21W.735 Writing and Reading the Essay (Spring ’04, Manning) – A rarity in that it’s both HASS-D/CI-H and a small, advanced class. It is not an easy class, and Manning is difficult to please, grades hard, and keeps the class on their toes. When I took it, half the class dropped by the third class meeting. The other half agreed unanimously that it was one of the best classes they’d taken at MIT. It covers all sorts of essays – memoirs, opinion pieces, film reviews and more. Note: I think Manning only teaches it in the spring; I can’t speak for the fall.
17.40 US Foreign Policy (Fall ’03, Van Evera) – Admittedly, I’m a politics junkie, so this HASS-D/CI-H was right up my alley. But I heartily recommend Van Evera as a professor. The name of the class describes the content pretty well.

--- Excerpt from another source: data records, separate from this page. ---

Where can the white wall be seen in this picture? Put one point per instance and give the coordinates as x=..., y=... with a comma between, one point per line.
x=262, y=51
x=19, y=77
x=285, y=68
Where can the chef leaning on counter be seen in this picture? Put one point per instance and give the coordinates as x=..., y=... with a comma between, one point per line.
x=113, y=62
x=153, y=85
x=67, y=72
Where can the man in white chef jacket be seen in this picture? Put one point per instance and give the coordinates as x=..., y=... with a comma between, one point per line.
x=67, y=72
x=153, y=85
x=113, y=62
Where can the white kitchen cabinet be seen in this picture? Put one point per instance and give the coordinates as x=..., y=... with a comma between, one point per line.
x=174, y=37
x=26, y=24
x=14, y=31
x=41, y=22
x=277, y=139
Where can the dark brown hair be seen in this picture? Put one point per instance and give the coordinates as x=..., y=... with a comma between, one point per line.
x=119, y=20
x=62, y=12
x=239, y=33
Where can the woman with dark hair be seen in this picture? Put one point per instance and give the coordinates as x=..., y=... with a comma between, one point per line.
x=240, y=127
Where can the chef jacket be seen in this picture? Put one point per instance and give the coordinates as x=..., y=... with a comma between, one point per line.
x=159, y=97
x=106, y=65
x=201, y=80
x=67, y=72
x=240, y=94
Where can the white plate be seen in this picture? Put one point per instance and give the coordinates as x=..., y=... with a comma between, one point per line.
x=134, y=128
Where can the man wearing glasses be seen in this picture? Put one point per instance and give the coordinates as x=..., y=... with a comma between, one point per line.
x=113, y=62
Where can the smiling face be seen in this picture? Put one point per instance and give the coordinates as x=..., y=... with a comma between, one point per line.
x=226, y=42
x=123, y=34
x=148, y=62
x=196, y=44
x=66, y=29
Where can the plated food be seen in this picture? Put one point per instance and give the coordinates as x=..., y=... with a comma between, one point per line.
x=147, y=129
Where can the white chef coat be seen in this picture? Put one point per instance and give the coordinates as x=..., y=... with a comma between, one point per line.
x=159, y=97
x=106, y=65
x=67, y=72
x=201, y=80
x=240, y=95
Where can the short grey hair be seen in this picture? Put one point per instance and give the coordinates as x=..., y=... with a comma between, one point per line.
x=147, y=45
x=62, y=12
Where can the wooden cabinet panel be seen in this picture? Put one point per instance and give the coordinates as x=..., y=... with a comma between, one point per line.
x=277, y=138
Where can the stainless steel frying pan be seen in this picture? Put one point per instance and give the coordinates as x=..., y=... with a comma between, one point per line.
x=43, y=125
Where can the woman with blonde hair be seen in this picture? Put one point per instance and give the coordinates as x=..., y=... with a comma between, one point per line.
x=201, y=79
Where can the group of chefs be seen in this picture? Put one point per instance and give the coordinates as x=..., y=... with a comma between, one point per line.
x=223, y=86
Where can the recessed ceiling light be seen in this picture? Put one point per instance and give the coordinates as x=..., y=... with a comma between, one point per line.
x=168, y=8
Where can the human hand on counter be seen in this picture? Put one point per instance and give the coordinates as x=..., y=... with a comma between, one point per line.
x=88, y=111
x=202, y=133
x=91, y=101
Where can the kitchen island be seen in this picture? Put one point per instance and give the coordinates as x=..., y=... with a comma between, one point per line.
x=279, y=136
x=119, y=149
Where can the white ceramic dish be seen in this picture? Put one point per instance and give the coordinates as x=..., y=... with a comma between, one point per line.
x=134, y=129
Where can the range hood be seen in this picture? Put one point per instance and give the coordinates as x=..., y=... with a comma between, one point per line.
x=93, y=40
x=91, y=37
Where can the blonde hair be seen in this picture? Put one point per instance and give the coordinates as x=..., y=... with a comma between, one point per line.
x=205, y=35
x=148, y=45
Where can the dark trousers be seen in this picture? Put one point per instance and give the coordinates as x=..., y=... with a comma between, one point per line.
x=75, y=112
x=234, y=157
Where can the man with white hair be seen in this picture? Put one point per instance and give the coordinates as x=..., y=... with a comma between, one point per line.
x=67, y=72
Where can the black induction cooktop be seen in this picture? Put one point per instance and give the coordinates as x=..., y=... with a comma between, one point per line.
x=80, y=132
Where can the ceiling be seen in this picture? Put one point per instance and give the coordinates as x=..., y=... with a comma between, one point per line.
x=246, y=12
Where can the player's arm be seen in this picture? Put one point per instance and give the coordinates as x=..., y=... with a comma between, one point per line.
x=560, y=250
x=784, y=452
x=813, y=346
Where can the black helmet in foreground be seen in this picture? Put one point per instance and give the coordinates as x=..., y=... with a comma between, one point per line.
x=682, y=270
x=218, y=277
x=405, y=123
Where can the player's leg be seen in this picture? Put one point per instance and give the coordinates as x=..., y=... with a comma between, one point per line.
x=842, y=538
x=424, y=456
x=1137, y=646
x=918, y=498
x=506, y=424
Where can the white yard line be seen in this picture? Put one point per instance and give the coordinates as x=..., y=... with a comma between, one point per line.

In general, I’ve enjoyed classes at MIT. First term freshman year was less enjoyable because three of my four classes were required. Some professors are better than others, and neither their expertise nor their friendliness is necessarily indicative of their teaching ability. In many big classes, a lot of the learing comes through recitations (or tutorials, in a class that has them). Pretty much any department has a mixture of good and bad professors, or well-run and poorly-run class. Once you get beyond the science core GIRs, the material is usually interesting (and for some, some of the requirements are interesting too). Both science/engineering and HASS classes can be good classes that make you think.